Like many college students, theater majors are facing the high cost of textbooks, which leaves little room in the budget for a budding thespian who often has to buy costumes, makeup, and props on top of it all. Lisa Bernd, Ph.D., assistant college lecturer in Cleveland State University’s theater department, decided to do something about this for her students. Thanks to grant programs through Cleveland State, the Michael Schwartz Library, and the Open Education Group, Cleveland State’s theater students now have access not only to a free online textbook, but also open educational resources from their peers.
Through a CSU Textbook Affordability grant by the Michael Schwartz Library at Cleveland State University, Bernd created the open source textbook Theatrical Worlds to help mitigate the soaring costs of tuition and textbooks for her students. The open textbook, freely available as a PDF online, gives everyone access to the learning materials from day one.
“It replaces a traditional text that would cost a student around $200,” Bernd said. “Students do better in the course and don't fall behind.”
Bernd didn’t stop with an online textbook. Shortly after receiving the CSU Textbook Affordability Grant, Glenda Thornton, CSU library director, and Gwen Evans, OhioLINK executive director, informed Bernd about the Designing with Open Educational Resources (DOER) Fellowship Grant, administered by the Open Education Group, funded by the William and Flora Hewlett Foundation. Bernd partnered with Heather Caprette, senior media developer and instructional designer at CSU’s Center for eLearning, to apply for the grant. They landed the grant, which sparked the creation of student-led open educational resources.
“Though it took some effort to reorganize the Introduction to Theater course at CSU to fit with the new open text, the improved student performance and avoidance of the frustration of ordering and obtaining the text, led to greater job satisfaction,” Bernd said. “We believe everyone involved had fun, and this facilitates learning also.”
Introduction to Theater students now have three renewable assignments, with associated learning objectives and grading rubrics, as well as the development of a Pressbook, an online interactive work an textbook hosted by the Michael Schwartz Library, to showcase student work. Students can contribute analyses of local live performances, create open educational resource content, and upload completed assignments.
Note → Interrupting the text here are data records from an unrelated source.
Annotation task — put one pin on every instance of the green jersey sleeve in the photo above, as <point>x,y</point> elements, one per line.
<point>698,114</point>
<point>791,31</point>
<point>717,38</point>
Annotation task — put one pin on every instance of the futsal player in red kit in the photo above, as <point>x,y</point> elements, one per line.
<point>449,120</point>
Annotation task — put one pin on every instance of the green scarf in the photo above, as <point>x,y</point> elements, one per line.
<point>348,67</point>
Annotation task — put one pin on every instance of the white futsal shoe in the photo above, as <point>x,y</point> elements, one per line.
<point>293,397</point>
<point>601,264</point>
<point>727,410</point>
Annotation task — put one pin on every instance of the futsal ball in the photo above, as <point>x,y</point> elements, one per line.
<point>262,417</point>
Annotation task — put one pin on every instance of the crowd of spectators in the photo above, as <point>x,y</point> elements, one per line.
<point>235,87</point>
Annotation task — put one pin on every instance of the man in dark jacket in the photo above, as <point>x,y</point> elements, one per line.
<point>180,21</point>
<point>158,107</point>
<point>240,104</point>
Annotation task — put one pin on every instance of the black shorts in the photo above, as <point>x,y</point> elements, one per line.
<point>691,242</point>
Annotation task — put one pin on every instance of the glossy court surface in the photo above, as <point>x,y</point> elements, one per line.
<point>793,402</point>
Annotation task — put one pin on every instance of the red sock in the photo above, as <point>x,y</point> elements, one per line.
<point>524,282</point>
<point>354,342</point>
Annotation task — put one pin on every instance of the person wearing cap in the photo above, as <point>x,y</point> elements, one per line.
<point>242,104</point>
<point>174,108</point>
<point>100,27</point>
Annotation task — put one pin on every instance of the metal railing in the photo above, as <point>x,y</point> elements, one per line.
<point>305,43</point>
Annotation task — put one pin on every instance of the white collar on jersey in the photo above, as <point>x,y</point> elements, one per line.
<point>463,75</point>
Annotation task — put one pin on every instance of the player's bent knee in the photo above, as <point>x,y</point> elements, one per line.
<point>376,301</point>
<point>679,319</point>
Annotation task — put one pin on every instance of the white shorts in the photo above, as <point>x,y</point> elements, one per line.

“The assignments are based on constructionism learning theory developed by Seymour Papert,” Bernd said. “Papert found that we learn best when we're actively engaged in constructing something that has personal meaning to us.”
Bernd encouraged students to pick a theater topic that interested them from Theatrical Worlds, or one presented in the course. This helped determine what subjects interested students the most and facilitated engagement with the open resources. Students collaborated on larger endeavors, such as the creation of interactive video. One student, Dylan Sell, created an interactive video on the CSU student production of Stephen Sondheim's play called Company. Sell interviewed people involved in the various theatrical roles working on Company. Other interactive learning content took the form of multiple-choice and fill-in-the-blank questions, short quizzes, and a timeline on costume production. Students found existing costume design videos on YouTube and added questions and comments within the videos to make them interactive.
“We're grateful to Glenda Thornton, director of Cleveland State University's Michael Schwartz Library, and Gwen Evans, executive director of OhioLINK, for letting us know about the grant opportunities,” Caprette said.